5. No significant VF (visual field) loss, defined as a mean deviation in either eye greater than - 12 dB or a central point of fixation < 5 dB in either eye. If the VF performed at or within 90 days prior to Visit 1 does not meet study required parameters, it may be repeated (test should be prior to randomization at Visit 3/Qualification/Baseline).
6. Best corrected visual acuity (BCVA) of +0.6 logMAR or better in both eyes at Visit 1/Screening and Visit 3/Qualification/Baseline.
7. Central corneal thickness ≥ 480 and ≤ 600 μm in both eyes. Pachymetry within 90 days prior to Screening is acceptable.
8. Shaffer gonioscopic grade ≥ 3 (in at least 3 quadrants) in both eyes. Gonioscopy within 90 days prior to randomization is acceptable.

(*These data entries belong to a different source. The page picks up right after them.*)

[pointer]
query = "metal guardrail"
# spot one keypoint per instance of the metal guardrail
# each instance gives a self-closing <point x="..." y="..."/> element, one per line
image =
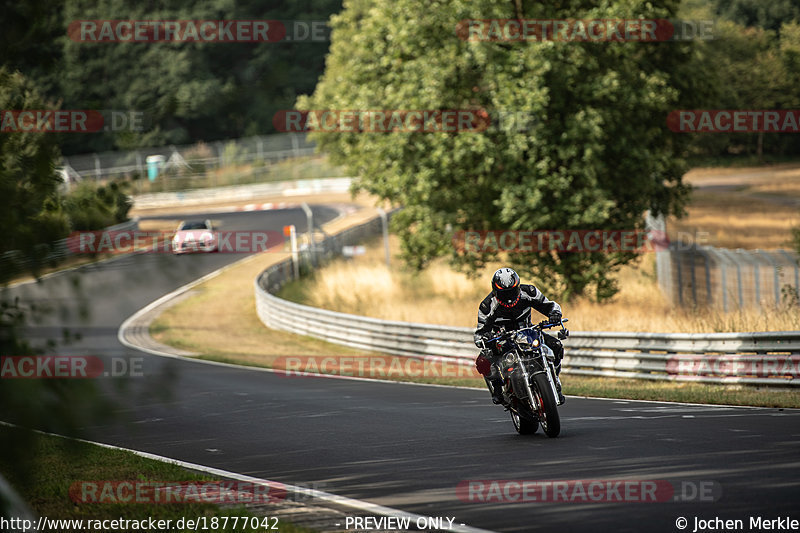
<point x="770" y="358"/>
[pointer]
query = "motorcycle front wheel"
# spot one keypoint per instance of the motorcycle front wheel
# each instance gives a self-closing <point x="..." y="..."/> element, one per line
<point x="546" y="406"/>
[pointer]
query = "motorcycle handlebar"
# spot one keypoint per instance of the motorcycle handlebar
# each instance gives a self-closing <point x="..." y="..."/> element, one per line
<point x="541" y="325"/>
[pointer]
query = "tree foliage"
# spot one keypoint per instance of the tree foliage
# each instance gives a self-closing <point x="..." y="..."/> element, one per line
<point x="597" y="155"/>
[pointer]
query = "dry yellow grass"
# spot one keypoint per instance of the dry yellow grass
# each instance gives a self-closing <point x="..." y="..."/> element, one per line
<point x="438" y="295"/>
<point x="742" y="207"/>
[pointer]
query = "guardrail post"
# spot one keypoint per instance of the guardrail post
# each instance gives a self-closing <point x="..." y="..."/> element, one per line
<point x="310" y="221"/>
<point x="678" y="260"/>
<point x="694" y="278"/>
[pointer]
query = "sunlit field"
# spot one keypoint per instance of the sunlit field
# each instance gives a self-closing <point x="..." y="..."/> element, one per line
<point x="743" y="215"/>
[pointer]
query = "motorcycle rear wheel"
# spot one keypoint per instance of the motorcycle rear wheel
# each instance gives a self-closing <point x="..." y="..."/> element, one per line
<point x="547" y="407"/>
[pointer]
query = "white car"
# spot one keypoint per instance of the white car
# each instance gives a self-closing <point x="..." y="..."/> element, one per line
<point x="194" y="236"/>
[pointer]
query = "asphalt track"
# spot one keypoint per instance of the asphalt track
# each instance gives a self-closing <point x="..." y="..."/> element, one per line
<point x="409" y="447"/>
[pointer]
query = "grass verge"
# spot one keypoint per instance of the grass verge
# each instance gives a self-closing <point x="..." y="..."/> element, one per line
<point x="55" y="464"/>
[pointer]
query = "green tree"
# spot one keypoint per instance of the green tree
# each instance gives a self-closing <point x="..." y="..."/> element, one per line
<point x="598" y="154"/>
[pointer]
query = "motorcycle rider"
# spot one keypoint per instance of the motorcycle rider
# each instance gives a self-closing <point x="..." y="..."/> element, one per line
<point x="508" y="300"/>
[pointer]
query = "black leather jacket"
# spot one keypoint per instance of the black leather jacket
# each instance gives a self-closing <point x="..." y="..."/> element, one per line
<point x="490" y="310"/>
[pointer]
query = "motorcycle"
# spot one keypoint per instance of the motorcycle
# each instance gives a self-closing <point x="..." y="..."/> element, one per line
<point x="527" y="367"/>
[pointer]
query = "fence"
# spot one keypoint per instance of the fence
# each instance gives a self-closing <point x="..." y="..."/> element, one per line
<point x="15" y="263"/>
<point x="691" y="274"/>
<point x="193" y="161"/>
<point x="747" y="358"/>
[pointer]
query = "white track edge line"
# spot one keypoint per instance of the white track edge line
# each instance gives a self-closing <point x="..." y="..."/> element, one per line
<point x="352" y="503"/>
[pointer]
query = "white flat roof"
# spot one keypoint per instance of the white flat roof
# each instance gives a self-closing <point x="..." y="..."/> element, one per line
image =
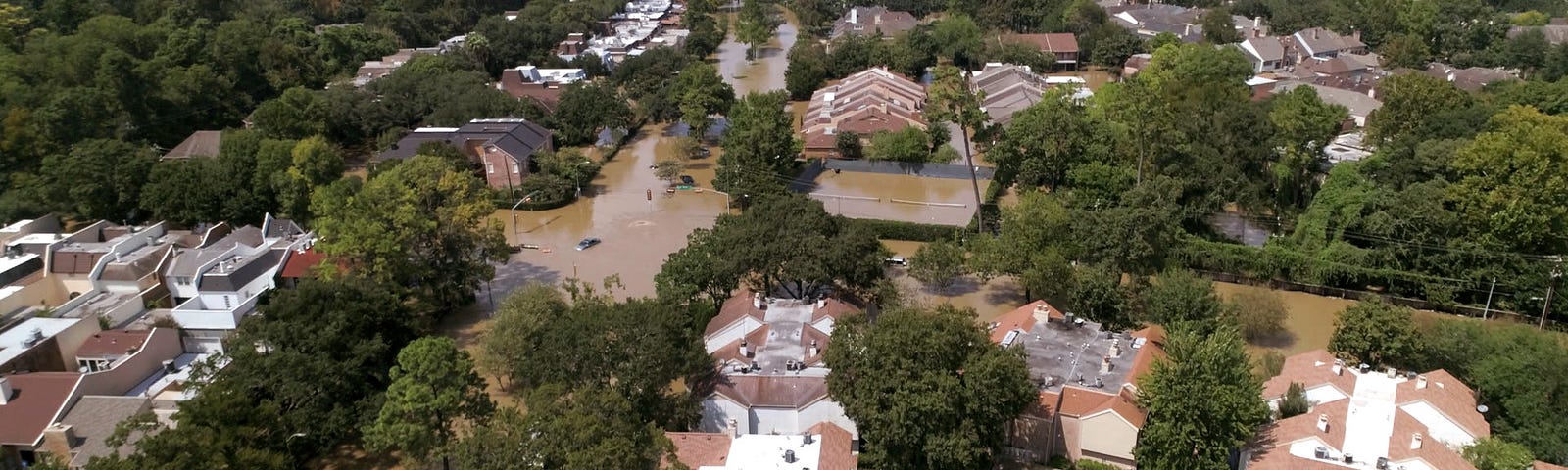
<point x="13" y="341"/>
<point x="765" y="451"/>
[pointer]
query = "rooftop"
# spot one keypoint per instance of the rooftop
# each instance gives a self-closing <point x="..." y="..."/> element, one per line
<point x="1411" y="420"/>
<point x="825" y="446"/>
<point x="36" y="400"/>
<point x="31" y="331"/>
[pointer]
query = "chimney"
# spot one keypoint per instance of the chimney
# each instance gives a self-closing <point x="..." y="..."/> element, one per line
<point x="1042" y="313"/>
<point x="59" y="439"/>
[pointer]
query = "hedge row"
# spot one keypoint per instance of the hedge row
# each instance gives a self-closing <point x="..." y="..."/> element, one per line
<point x="906" y="231"/>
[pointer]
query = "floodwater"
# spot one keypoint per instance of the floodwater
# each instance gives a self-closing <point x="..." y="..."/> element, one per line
<point x="990" y="300"/>
<point x="765" y="72"/>
<point x="896" y="198"/>
<point x="637" y="234"/>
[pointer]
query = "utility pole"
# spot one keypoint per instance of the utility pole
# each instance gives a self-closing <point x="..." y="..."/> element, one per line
<point x="1487" y="312"/>
<point x="1551" y="289"/>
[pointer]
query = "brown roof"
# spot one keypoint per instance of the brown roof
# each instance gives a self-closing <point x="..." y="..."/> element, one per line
<point x="36" y="401"/>
<point x="838" y="446"/>
<point x="1053" y="43"/>
<point x="115" y="342"/>
<point x="201" y="143"/>
<point x="700" y="448"/>
<point x="792" y="392"/>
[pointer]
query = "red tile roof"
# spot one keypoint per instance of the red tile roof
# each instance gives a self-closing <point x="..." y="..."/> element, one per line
<point x="35" y="403"/>
<point x="838" y="446"/>
<point x="112" y="344"/>
<point x="700" y="448"/>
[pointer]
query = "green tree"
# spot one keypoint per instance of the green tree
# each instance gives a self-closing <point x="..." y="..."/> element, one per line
<point x="760" y="146"/>
<point x="1201" y="401"/>
<point x="702" y="93"/>
<point x="1219" y="27"/>
<point x="422" y="226"/>
<point x="1180" y="300"/>
<point x="1492" y="453"/>
<point x="938" y="263"/>
<point x="1376" y="333"/>
<point x="927" y="389"/>
<point x="1259" y="313"/>
<point x="1510" y="184"/>
<point x="1303" y="125"/>
<point x="1294" y="401"/>
<point x="433" y="386"/>
<point x="949" y="99"/>
<point x="808" y="70"/>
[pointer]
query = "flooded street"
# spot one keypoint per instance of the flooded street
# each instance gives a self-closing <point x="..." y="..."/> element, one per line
<point x="896" y="198"/>
<point x="767" y="70"/>
<point x="988" y="300"/>
<point x="637" y="234"/>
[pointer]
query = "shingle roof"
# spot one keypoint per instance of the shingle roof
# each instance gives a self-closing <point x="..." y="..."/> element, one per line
<point x="789" y="392"/>
<point x="93" y="419"/>
<point x="114" y="342"/>
<point x="201" y="143"/>
<point x="35" y="403"/>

9. Female subjects must be 1-year postmenopausal, surgically sterilized (total hysterectomy, bilateral oophorectomy or bilateral tubal ligation > 90 days prior to Visit 1/Screening), or women of childbearing potential with a negative urine pregnancy test at Visit 1/Screening and Visit 3/Qualification/Baseline who are not breastfeeding or planning a pregnancy during the study. Women of childbearing potential must use an acceptable form of contraception throughout the study. Acceptable methods include the use of at least one of the following:
Exclusion Criteria:
Ocular
Intraocular pressure ˃ 34 mm Hg in either eye at Visit 1/Screening, Visit 2/Washout Safety Check, or Visit 3/Qualification/Baseline.
Other forms of glaucoma in either eye, e.g., congenital glaucoma, closed-angle glaucoma, uveitic glaucoma, pseudoexfoliation or pigment dispersion syndrome, or history of angle closure. Narrow angles treated with peripheral iridotomy are allowed if at least 4 months status post iridotomy.
Current or recent (within 30 days prior to Visit 1/Screening) clinically significant ocular infection or inflammation, in the opinion of the Investigator, in either eye.
History of conjunctivitis within 90 days prior to Visit 1/Screening, or history of herpes simplex or herpes zoster in either eye.
Clinically significant ocular disease, in the opinion of the Investigator, in either eye (including, but not limited to corneal edema, uveitis, severe dry eye, proliferative diabetic retinopathy or macular degeneration) that might interfere with the study, confound study results, or put the subject at increased risk.
Have a cup-to disc (CD) ratio > 0.8 at Visit 1/Screening in either eye.
Intravitreal steroid injections within 6 months prior to Visit 1/Screening. Subconjunctival or subtenon steroid injections within 90 days prior to Visit 1/Screening.
Use of topical ocular medications within 30 days prior to Visit 1/Screening other than ocular hypotensive medications and medications used as part of an eye examination. Artificial tears may be used during this period provided the use is not required for severe dry eye disease.
Clinically significant ocular trauma or incisional ocular surgery (including routine cataract surgery) in either eye within 6 months prior to Visit 1/Screening. Glaucoma filtering surgery, or minimally invasive glaucoma surgery within 12 months prior to Visit 1/Screening. Laser surgery for IOP reduction within 6 months prior to Visit 1/Screening. Non-incisional ocular surgery or non-glaucomatous laser treatment within 90 days prior to Visit 1/Screening.
Refractive surgery in either eye (i.e., radial keratotomy, photorefractive keratectomy [PRK], laser-assisted in situ keratomileusis [LASIK], corneal cross-linking, limbal relaxing incision) within 6 months prior to Visit 1/Screening.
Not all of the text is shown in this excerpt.